Affiliation:
1. Computational Chemistry Physics Laboratory Facultad de Medicina y Ciencias Biomedicas Universidad Autonoma de Chihuahua Campus II Chihuahua Mexico
2. Centro de Investigacion en Materiales Avanzados Av. Miguel de Cervantes Saavedra 120 Chihuahua Mexico
Abstract
AbstractThe development of drugs to combat disease is a constantly evolving issue of great importance to the entire population. Among this group of molecules, broad‐spectrum antibiotics stand out as the clinical choice of physicians. The family of carbapenems are broad‐spectrum antibiotics used to treat diseases caused by gram‐positive and gram‐negative bacteria that have developed resistance to multiple antibiotics through enzyme production.

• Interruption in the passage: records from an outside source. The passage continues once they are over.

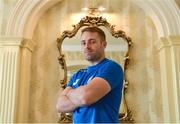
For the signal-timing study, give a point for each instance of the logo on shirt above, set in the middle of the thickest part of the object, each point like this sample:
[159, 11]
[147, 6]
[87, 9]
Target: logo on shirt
[89, 79]
[76, 82]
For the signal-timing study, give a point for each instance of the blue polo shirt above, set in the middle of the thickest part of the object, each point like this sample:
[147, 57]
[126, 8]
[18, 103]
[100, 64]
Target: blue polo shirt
[106, 110]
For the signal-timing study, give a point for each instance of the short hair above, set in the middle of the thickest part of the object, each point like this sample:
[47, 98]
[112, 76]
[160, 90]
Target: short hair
[95, 29]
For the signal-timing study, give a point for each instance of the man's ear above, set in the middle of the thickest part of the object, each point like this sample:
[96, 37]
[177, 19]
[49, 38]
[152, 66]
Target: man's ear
[105, 44]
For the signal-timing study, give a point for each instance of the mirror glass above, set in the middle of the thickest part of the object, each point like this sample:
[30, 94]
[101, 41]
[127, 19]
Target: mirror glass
[72, 59]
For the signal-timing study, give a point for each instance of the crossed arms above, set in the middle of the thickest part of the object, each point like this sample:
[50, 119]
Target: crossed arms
[85, 95]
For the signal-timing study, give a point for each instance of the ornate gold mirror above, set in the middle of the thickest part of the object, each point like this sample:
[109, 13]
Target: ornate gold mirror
[71, 59]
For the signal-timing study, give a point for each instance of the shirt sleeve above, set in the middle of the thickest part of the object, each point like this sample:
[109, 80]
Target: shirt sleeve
[112, 73]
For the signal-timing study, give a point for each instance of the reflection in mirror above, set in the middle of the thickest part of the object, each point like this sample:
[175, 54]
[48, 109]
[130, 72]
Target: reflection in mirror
[72, 59]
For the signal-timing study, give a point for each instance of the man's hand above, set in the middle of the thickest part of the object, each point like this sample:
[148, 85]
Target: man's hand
[64, 104]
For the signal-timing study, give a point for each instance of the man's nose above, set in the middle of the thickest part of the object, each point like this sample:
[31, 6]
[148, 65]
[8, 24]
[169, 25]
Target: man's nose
[88, 45]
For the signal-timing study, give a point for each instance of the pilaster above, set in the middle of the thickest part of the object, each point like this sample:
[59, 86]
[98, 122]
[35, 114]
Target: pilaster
[15, 59]
[169, 50]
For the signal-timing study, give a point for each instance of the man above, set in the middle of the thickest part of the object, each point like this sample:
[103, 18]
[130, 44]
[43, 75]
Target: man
[93, 94]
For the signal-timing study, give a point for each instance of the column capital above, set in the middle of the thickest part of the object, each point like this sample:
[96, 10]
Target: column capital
[168, 42]
[17, 41]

This research focuses on the characterization of carbapenem enzyme systems using computational chemistry at the level of force field, artificial intelligence, and density functional theory. The computational results on antibiotic molecular structures have been compared with experimental references from UV‐vis spectroscopy, demonstrating high accuracy of several hybrid functionals. For the β‐Lactamase enzyme KPC2, the computational models of FF and AI agreed with the folded structure reported by X‐ray diffraction. Finally, the catalytic site calculated by Docking where the carbapenems‐enzyme interaction takes place was also in agreement with experimental data using water as medium and even in weak acids such as ethanol or methanol. Overall, the above computational characterization provides an understanding of how accurate current computational methods are for understanding the origin of bacterial resistance to one of the latest generation antibiotic families.